Ma Junjie, Zheng Bangyou, He Yong
Institute of Environment and Sustainable Development in Agriculture, Chinese Academy of Agricultural Sciences, Beijing, China.
CSIRO Agriculture and Food, Queensland Bioscience Precinct, St. Lucia, QLD, Australia.
Front Plant Sci. 2022 Apr 8;13:837200. doi: 10.3389/fpls.2022.837200. eCollection 2022.
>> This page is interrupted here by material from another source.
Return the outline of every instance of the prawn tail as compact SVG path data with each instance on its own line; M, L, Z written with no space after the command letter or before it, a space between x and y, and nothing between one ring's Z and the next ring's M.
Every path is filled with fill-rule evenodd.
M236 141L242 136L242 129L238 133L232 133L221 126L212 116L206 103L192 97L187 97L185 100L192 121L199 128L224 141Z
Recent research advances in wheat have focused not only on increasing grain yields, but also on establishing higher grain quality. Wheat quality is primarily determined by the grain protein content (GPC) and composition, and both of these are affected by nitrogen (N) levels in the plant as it develops during the growing season. Hyperspectral remote sensing is gradually becoming recognized as an economical alternative to traditional destructive field sampling methods and laboratory testing as a means of determining the N status within wheat. Currently, hyperspectral vegetation indices (VIs) and linear nonparametric regression are the primary tools for monitoring the N status of wheat. Machine learning algorithms have been increasingly applied to model the nonlinear relationship between spectral data and wheat N status. This study is a comprehensive review of available N-related hyperspectral VIs and aims to inform the selection of VIs under field conditions. The combination of feature mining and machine learning algorithms is discussed as an application of hyperspectral imaging systems. We discuss the major challenges and future directions for evaluating and assessing wheat N status. Finally, we suggest that the underlying mechanism of protein formation in wheat grains as determined by using hyperspectral imaging systems needs to be further investigated. This overview provides theoretical and technical support to promote applications of hyperspectral imaging systems in wheat N status assessments; in addition, it can be applied to help monitor and evaluate food and nutrition security.
近年来,小麦研究进展不仅聚焦于提高籽粒产量,还致力于提升籽粒品质。小麦品质主要由籽粒蛋白质含量(GPC)及其组成决定,而在生长季植株生长过程中,这两者均受植株体内氮(N)水平的影响。高光谱遥感作为一种测定小麦氮素状况的手段,正逐渐被视为传统破坏性田间采样方法和实验室检测的经济替代方法。目前,高光谱植被指数(VIs)和线性非参数回归是监测小麦氮素状况的主要工具。机器学习算法已越来越多地应用于模拟光谱数据与小麦氮素状况之间的非线性关系。本研究全面综述了现有的与氮相关的高光谱植被指数,旨在为田间条件下植被指数的选择提供参考。讨论了特征挖掘与机器学习算法相结合在高光谱成像系统中的应用。我们探讨了评估和评价小麦氮素状况的主要挑战及未来方向。最后,我们建议利用高光谱成像系统确定小麦籽粒蛋白质形成的潜在机制仍需进一步研究。本综述为推动高光谱成像系统在小麦氮素状况评估中的应用提供了理论和技术支持;此外,它还可用于帮助监测和评估粮食与营养安全。